Ontario’s WSIB and the Bill 127 Amendments – The power implants – What do they Mean? – Part IV – Adjudicative Principles Policies

THE WSIB POWER IMPLANTS – PART IV

          POLICIES CONCERNING             DIFFERENTIATED EVIDENTIARY REQUIREMENTS AND ADJUDICATIVE PRINCIPLES

INTRODUCTION

This is my fourth, and last, post on the WSIB’s four, mysterious power implants inserted in Ontario’s WSIA by means of the “Stronger, Healthier Ontario Act (Budget Measures), 2017 in Schedule 33 of Bill 127.   For a description of all four of those implants see the Part I post via the link set out at the end of this post.

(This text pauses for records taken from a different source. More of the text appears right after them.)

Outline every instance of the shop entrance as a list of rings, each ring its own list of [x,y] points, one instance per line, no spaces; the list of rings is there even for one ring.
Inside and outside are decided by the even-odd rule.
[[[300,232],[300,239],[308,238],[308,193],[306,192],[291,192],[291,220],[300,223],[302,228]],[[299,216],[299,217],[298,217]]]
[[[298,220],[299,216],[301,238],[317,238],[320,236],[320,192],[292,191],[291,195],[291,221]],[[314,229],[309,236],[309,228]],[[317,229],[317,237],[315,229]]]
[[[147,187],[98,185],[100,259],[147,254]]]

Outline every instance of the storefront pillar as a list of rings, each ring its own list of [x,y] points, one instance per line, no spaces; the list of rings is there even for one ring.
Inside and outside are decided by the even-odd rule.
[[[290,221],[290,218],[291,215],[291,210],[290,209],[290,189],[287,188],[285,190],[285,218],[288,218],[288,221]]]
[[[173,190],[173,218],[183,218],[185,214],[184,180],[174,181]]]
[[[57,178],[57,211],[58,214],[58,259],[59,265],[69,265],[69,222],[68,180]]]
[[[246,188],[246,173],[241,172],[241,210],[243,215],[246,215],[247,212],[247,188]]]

In this post I will address the  fourth power implant – i.e., the addition of a power to establish policies that apply different evidentiary requirements and different adjudicative principles to different types of entitlements  – 159(2.1).

CONCLUSION

As with implants I and II and III, it is my opinion that the implanting of this explicit power to establish different policies concerning evidentiary requirements and adjudicative principles for different entitlement issues does not add to the Board’s substantive powers, always implicit, to choose the evidentiary requirements and adjudicative principles that will be applied in its adjudication of particular issues.

As was the case before this implant, the content of the Board’s policies regarding differentiated evidentiary requirements and adjudicative principles established pursuant to the new policy-making powers will continue to be subject to the limitations inherent in the well-settled common law principles governing the interpretation of the Act, the standard of proof, the proper purpose requirement, and the principles of procedural fairness.